I got the idea to make them from my dear friend Joline who had made a similar bounty recipe, but I changed it up a bit, like using only coconut milk instead of heavy cream and I added some coconut flour, Himalayan pinksalt and vanilla to the recipe. Which in my opinion made them even tastier.
I choosed to decorate all of them with candy sprinkles (maybe not the healthiest but whatever haha) and silvered almonds, but you can also garnish with coconut flakes, chopped hazelnuts or other nuts like pistachios. You can also just skip the topping completely and just go with the chocolate. SO good!!!!
These are also completely nut-free so it’s a great treat to make if you’re allergic or sensitive to nuts.
- 2.5 tablespoons coconut oil
- 3 tbsp maple syrup or raw agave
- 7 oz. full fat coconut milk (200 ml)
- 3⅓ cup coconut flakes (8 dl)
- 2 tablespoons coconut flour
- A pinch of salt
- ⅓ teaspoon vanilla powder
- 200 grams organic dark 70% chocolate
- Melt the coconut oil in a sauce pan on low heat. Add the maple syrup or sweetener of choice. Stir until well combined.
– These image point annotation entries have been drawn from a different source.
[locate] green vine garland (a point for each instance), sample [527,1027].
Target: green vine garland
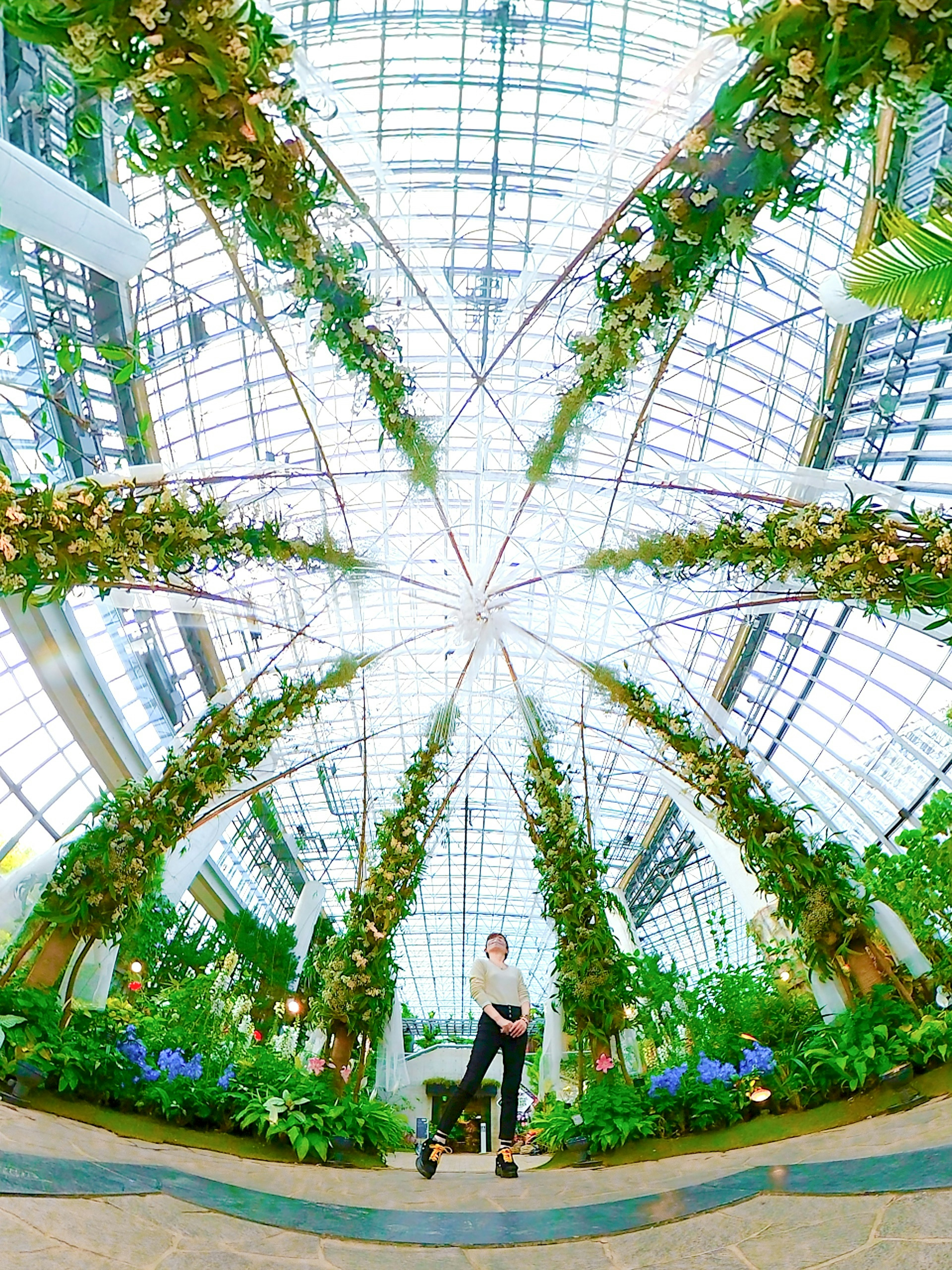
[206,82]
[595,977]
[107,873]
[358,973]
[53,540]
[918,883]
[814,882]
[814,62]
[902,561]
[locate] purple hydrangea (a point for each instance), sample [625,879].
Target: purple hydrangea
[709,1070]
[173,1064]
[757,1061]
[668,1080]
[135,1051]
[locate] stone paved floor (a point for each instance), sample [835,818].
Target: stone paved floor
[878,1232]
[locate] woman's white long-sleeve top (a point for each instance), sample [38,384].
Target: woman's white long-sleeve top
[493,985]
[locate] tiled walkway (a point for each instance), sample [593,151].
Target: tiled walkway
[857,1232]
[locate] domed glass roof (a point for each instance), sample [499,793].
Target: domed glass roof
[488,147]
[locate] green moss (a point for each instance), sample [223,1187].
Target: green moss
[130,1124]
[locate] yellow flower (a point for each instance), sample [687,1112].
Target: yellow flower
[696,141]
[802,64]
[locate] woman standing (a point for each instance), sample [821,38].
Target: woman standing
[501,990]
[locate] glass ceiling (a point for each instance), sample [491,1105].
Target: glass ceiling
[490,144]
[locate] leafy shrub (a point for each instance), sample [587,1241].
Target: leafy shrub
[557,1123]
[737,1000]
[861,1046]
[615,1113]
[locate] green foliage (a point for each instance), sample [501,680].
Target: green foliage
[918,883]
[86,535]
[861,1046]
[35,1033]
[267,1095]
[615,1113]
[814,881]
[171,953]
[732,1000]
[595,980]
[660,1003]
[209,83]
[358,970]
[555,1124]
[897,561]
[309,1115]
[311,982]
[813,63]
[107,873]
[912,271]
[268,953]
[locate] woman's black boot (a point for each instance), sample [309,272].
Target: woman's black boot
[430,1155]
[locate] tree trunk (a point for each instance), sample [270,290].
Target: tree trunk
[342,1047]
[21,954]
[863,966]
[53,959]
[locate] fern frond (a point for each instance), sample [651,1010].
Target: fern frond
[913,271]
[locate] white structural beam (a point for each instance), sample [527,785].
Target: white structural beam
[45,206]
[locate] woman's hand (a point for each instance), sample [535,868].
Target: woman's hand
[503,1024]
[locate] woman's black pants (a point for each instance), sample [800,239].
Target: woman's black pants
[489,1041]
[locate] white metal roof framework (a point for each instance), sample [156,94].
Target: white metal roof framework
[490,143]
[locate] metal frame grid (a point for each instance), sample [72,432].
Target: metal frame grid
[490,145]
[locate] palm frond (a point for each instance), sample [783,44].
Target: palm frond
[913,271]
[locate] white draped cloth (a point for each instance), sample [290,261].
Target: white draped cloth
[393,1074]
[550,1065]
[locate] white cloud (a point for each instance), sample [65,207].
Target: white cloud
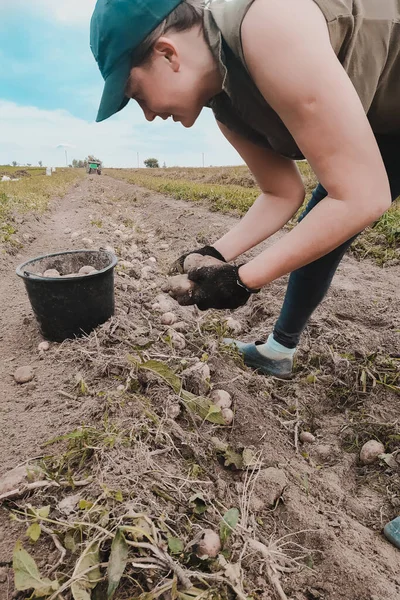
[74,12]
[29,134]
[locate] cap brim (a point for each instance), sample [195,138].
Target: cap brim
[113,98]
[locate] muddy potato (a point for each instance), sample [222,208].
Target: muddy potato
[51,273]
[221,398]
[306,437]
[86,270]
[210,545]
[179,285]
[193,261]
[168,318]
[234,325]
[370,452]
[43,346]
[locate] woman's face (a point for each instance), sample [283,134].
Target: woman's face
[169,84]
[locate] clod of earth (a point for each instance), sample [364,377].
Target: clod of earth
[221,398]
[51,273]
[370,452]
[209,545]
[196,378]
[87,269]
[173,410]
[181,326]
[69,504]
[43,346]
[147,273]
[234,325]
[19,478]
[227,415]
[194,261]
[306,437]
[270,485]
[168,318]
[177,339]
[24,374]
[165,303]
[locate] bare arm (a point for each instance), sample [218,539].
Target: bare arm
[306,85]
[282,194]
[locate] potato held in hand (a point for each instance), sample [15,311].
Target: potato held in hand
[180,288]
[193,261]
- Add coconut milk and let it come to a low boil. Add shredded coconut, coconut flour, salt and vanilla.
- Take away from heat and let it cool for 10 min in the fridge.
- Shape the batter into bounty look a like bars with your hands.
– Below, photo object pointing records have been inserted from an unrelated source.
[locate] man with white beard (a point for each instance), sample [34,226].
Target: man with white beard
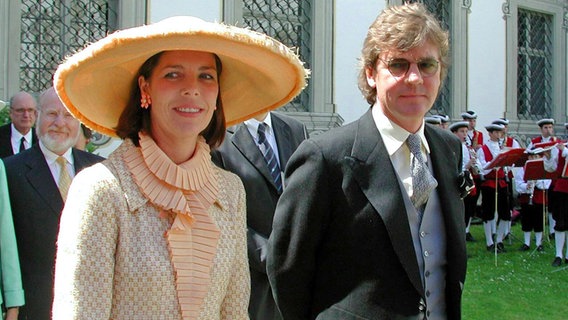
[38,181]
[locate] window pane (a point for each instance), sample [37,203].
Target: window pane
[534,67]
[54,29]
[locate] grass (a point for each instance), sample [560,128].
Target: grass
[523,285]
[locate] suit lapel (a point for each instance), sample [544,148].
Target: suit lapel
[377,178]
[243,141]
[80,162]
[40,178]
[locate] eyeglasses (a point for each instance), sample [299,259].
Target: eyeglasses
[24,110]
[51,115]
[399,67]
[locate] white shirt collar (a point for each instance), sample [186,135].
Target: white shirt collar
[252,125]
[393,135]
[18,136]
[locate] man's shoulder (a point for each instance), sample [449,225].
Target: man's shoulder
[5,129]
[293,123]
[91,157]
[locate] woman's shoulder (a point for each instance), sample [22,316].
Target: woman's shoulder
[228,180]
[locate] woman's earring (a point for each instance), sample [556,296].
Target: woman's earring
[145,101]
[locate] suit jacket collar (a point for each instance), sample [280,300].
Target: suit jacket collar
[244,142]
[373,171]
[40,178]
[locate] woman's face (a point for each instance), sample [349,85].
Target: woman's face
[183,89]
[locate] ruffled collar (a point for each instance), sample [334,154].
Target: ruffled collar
[183,193]
[184,188]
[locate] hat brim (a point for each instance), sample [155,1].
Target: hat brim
[259,73]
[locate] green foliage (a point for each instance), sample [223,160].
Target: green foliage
[523,285]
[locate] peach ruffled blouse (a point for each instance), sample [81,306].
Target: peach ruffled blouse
[183,193]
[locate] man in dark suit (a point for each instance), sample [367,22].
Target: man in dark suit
[37,184]
[18,135]
[371,224]
[242,154]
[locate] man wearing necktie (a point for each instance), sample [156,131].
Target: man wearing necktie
[18,135]
[258,151]
[38,181]
[371,223]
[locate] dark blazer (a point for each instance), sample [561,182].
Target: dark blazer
[240,155]
[36,208]
[341,245]
[6,142]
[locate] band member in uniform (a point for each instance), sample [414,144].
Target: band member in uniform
[445,120]
[556,161]
[471,163]
[532,198]
[474,138]
[433,120]
[508,142]
[494,180]
[547,135]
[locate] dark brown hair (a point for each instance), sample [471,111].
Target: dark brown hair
[401,28]
[134,118]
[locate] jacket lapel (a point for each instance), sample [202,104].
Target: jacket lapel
[377,178]
[40,178]
[444,159]
[243,141]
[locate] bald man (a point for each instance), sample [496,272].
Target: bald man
[18,135]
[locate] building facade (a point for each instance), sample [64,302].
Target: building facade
[509,57]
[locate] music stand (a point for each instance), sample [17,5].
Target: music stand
[515,157]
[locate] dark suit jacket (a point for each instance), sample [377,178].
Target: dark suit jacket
[240,155]
[36,208]
[341,245]
[5,140]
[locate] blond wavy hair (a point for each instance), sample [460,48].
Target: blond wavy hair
[401,28]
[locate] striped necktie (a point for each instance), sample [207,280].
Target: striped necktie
[22,144]
[422,180]
[269,157]
[64,178]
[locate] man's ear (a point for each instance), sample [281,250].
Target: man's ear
[370,73]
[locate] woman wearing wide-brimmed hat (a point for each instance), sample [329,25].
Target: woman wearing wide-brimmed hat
[157,231]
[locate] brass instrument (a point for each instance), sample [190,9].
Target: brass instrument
[473,156]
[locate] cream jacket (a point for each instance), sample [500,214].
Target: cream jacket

- Place the bars on a parchment lined baking tin.
- Let set in the freezer for at least 1h or until they are really hard and won't break.
- Melt the chocolate in a double boiler (in a stainless bowl over a pot with steaming water).
- Dip the coconut bars into the chocolate using a good locking tongs. I use one from OXO.
- Place the bounties back on the baking tin and garnish with anything you like.